The inflation that the Fed has proposed as the reason behind interest rate moves is an invention of a fertile mind with a underlying desire to have a hand on the economic levers to achieve an unstated political goal.
Zero interest rates are not necessary as the economy ramps up. When the next recession hits, we need a means to spur the economy again and can’t do it if interest rates are too low. We need a cushion to ease the next recession, IOW.
“When the next recession hits, we need a means to spur the economy again and cant do it if interest rates are too low.”
As a junior member of the seasoned set (age 64 next month and still in the workforce), there’s no doubt that the zero rate had bad effects on those seeking savings and investment returns. I’ll also agree with the stated “cushion” concept as it gives a place to go in a recession pinch. These reasons were viable long before the choice was made to implement upward moves so you have to question what changed. I’ve already state my opinion on that.
I suspect that tight is still less expensive to extract than shale. It surprises me. I grew up in Carlsbad and played in the deserts around there. I havent be back in a long time but I love to check Google Earth for places I loved as a boy. I thought there were a number of oil wells in the area growing up but what is there now is ridiculous.
These reasons were viable long before the choice was made to implement upward moves so you have to question what changed.
Strategic thinking or response to political pressure? The only faction I can think of pushing for higher rates would be savers and bond holders. And who cares what they think?
So instead of oil being in just a few places, there is actually oil EVERY WHERE as the biomass of the trees and all the air breathing creatures was what created most of the oil, natural gas and coal deposits.
Also there are many ways to synthesize oil from various bio matter. Even Hitler was able to make gasoline from Germany massive coal fields as the Allies bombed out all his external oil sources.

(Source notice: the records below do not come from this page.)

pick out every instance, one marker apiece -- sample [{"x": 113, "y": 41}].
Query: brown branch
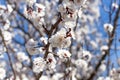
[
  {"x": 10, "y": 61},
  {"x": 47, "y": 46},
  {"x": 109, "y": 45}
]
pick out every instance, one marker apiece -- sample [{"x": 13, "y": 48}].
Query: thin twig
[{"x": 10, "y": 61}]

Hmmm...mixing Fed talk and fracking I see.
IMHO ZIRP was meant to stimulate a weak economy. Our economy is no longer weak...its record setting strong. The Fed correctly is concerned about inflation. We who lived through the inflation of the Carter years understand that danger. The Fed wants to get to neutral, which doesnt put on either the gas pedal or the brakes to the economy but they are just guessing as to where that might be. Too many global moving parts to ever really know.

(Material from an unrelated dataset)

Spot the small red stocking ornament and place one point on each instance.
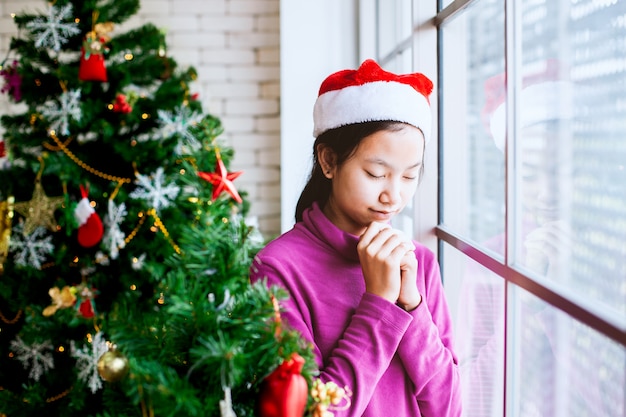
(92, 66)
(285, 391)
(90, 228)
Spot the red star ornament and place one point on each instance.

Regarding Shale, the article is correct that if oil prices are low less of the shale will be recovered but that isnt the whole story. IF it were necessary to get that tighter shale out IT IS STILL THERE and we can get it. That is the main thing.

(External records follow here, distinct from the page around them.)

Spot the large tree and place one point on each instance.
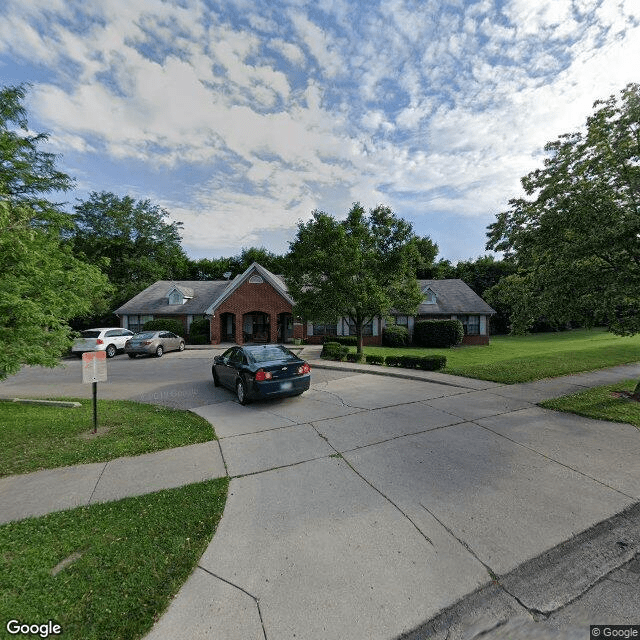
(358, 268)
(42, 284)
(133, 242)
(575, 237)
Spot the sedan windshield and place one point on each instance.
(270, 353)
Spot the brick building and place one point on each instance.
(256, 307)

Tongue n cheeky - just a bit.
Kinda what I figured, both on the economic and political side of the equation.
My interest is a realistic assessment of both our technical ability and the economic feasibility of accessing those oil deposits cited in the article.
My immediate impression was that 1.) the amount of recoverable oil is greatly exaggerated; and 2.) while technically feasible, the economic reality is that, at current market prices, the ROT is either break-even or a negative. IOW, even though we have all this oil, it will cost too much to recover - so we really do not have it; and thus the government, as usual, is neck-deep in the brown stuff - and I don’t mean oil.